Plutôt stable, le pays est à sa première attaque djihadiste depuis 4 ans après l’attaque de Grand-Bassam en mars 2016, qui a causé 19 morts.

Il y a quelques semaines, une offensive conjointe dans cette zone avait permis aux armées ivoirienne et burkinabé d’interpeller plus d’une trentaine d’individus suspectés d’être des combattants djihadistes.

Les deux voisins nordiques de la Côte d’Ivoire, le Mali et le Burkina Faso, sont en proie depuis des années aux violences djihadistes, défi majeur de la région Sahélo-sahélienne.

Au-delà d’un danger local et régional, la résolution de ce conflit est devenu un enjeu sécuritaire international, eu égard à l’avancée du djihadisme au-delà des frontières et à la menace qu’il constitue contre les intérêts étrangers.

Conflit régional sous fond de conflit national

Une des difficultés pour localiser les responsables, ou empêcher la prolifération des conflits découlent du fait que les groupes terroristes tirent avantage des divisions ethniques, raciales et religieuses.

Au Burkina Faso, par exemple les Peuls sont accusés de complicité avec les djihadistes.
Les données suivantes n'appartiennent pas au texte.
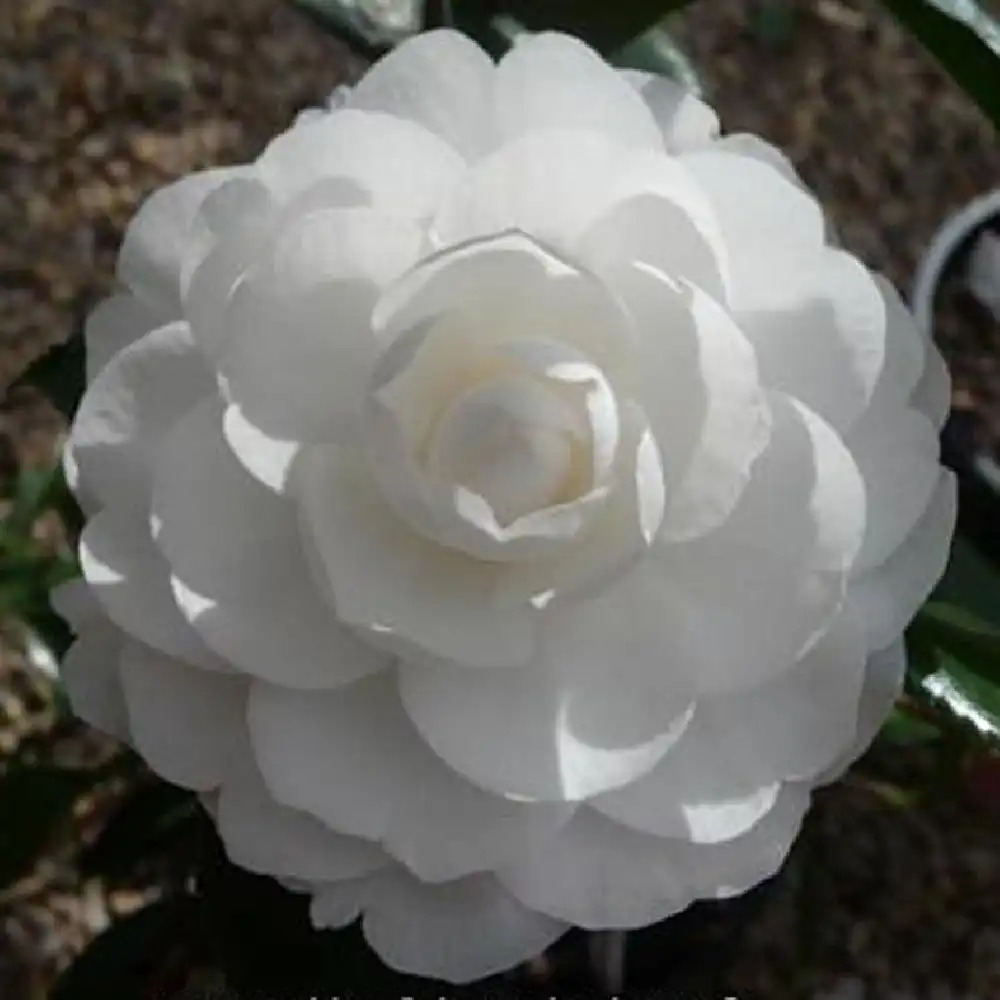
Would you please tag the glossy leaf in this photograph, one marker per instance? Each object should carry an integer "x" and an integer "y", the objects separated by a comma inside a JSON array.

Ansarul Islam, organisation terroriste djihadiste composée majoritairement de peuls, remet en question l’autorité du gouvernement central et tente d’imposer la charia. Le Nord du pays, peuplé par les Peuls, est le théâtre d’affrontement permanent.
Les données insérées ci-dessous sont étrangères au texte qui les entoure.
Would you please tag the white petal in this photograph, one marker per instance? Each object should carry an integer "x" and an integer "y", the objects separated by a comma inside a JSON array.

Le Nord du Mali, lui, est habité par les Touaregs aux revendications sécessionnistes, indépendantistes, et des terroristes salafistes comme Ansar Dine ou AQMI.

Le mouvement de libération de l’Azawad a fragilisé de plus bel le pays scindé en deux depuis 2011, et le chef de l’opposition malienne, Soumaila Cissé, reste introuvable depuis le mois de mars dernier où il a été enlevé.

Au Niger et en Libye, la même insécurité rampante subsiste comme au Burkina où des représailles contre un village peuls eurent lieu suite à l’attaque du village de Yirgou ayant couté la vie à 7 personnes.

Cette ramification empêche de localiser, distinguer clairement les terroristes. Elle leur permet de recruter aisément de nouveaux éléments de manière continue en jouant sur des rivalités internes aux Etats visés. Religions, ethnies, ou volonté de sécession, tous ces facteurs à l’origine de groupe violents entraine une instabilité devenue régionale.

Etats affaiblis.

L’inefficacité des forces de sécurité au Burkina Faso a conduit à la naissance des « koglweogos », des milices civiles quoi font la loi et s’arrogent le droit de sécuriser le pays.

Du coté des forces militaires gouvernementales et régionales, le manque d’équipements adaptés, de formation et de stratégies coordonnées les empêche d’opérer plus efficacement  en coalition. Entre G5 Sahel et Processus de Nouakchott, les Etats de la sous-région tentent d’agir en synergie en conjuguant leurs forces tant bien que mal, mais sans grand succès pour mettre fin au règne des terroristes.

Enjeu régional et international interminable

L’incapacité des Etats concernés à prendre soin de leurs citoyens et de leur garantir la sécurité est mise à nu. L’appui des forces étrangères, notamment françaises, américaines et onusiennes est plus que jamais indispensable comme ce fut le cas en 2014 pour aider le Mali à repousser l’avancée de l’Azawad et récupérer quelques territoires tombés aux mains des groupes djihadistes. Malgré tout, les violences perdurent, et les intérêts étrangers de plus en plus menacés.

La situation sociale, économique et démographique du Sahel ne facilite pas les choses. Bien au contraire, les disparités régionales accentuent les velléités sécessionnistes de certains combattants, qui en font leur cheval de bataille. On se  perd entre déstabilisations continues de la région, affaiblissement des gouvernements centraux, et montée de l’insécurité à l’intérieur des Etats et chez les voisins. 

La menace djihadiste est plus qu’un danger, un enjeu géopolitique et stratégique au cœur des débats dans les relations entre les Etats au sud du Sahara.

La Côte d’Ivoire, pays qui abrite une base des régiments français  à l’étranger, se retrouve ainsi au sein d’un conflit qui se rapproche de ses frontières et menace sa sécurité. A l’approche des élections de 2020, l’attaque de Kafolo n’est pas un  bon signal pour la  stabilité sur le pays, surtout dans le Nord d’où est originaire le chef de l’Etat.